Similar to GitLab, Vimeo is trying to leverage AI to segment its audience, like differentiating a regular user who creates videos daily from a company that uses Vimeo for big events, and providing them with the right content and tools suggestions.
“With the data we have, we want to filter and be smarter about predicting what the next best action is,” said Girotto. “For example, maybe you’re a free user and you’re starting to do a lot of actions that would drive you to a new feature or capability in a paid offer.”
Privacy, ownership and cost challenges
However, recent headlines over generative AI’s inability to guardrail sensitive data, such as Samsung engineers feeding sensitive data to ChatGPT, are leading brands to question the technology’s privacy competency.

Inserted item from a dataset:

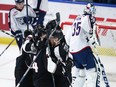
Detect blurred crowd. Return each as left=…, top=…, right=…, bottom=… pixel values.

Strava reports on more than 98 million athletes based on their physical exercises via GPS tracking, a trove of data that Strava works hard to keep private.
“There’s a lot of privacy concerns about aggregating that data and the identity it’s associated with,” said its chief marketing officer Zipporah Allen at the Activate Summit. “You can get to a really scary place.”
GitLab stores important code for some of the world’s biggest organizations. The company told Adweek it will not use open-source models like OpenAI to enhance its AI capabilities. Instead, it’s building its own AI model that will be able to guardrail all the data and train the models used by its partners to keep it safe and secure.
Now that AI is becoming more widely adopted to create content, who owns that content is going to be a foreseeable challenge, said Girotto.
And AI investments are not small. Global telecom giant Samsung has invested more than $22 billion in AI. Microsoft reported an investment of $10 billion in ChatGPT’s maker OpenAI.
The billion-dollar question, according to Kramer, is whether companies do a cost model around these investments.
“Everybody has wildly underestimated the cost of what this is going to mean,” she said.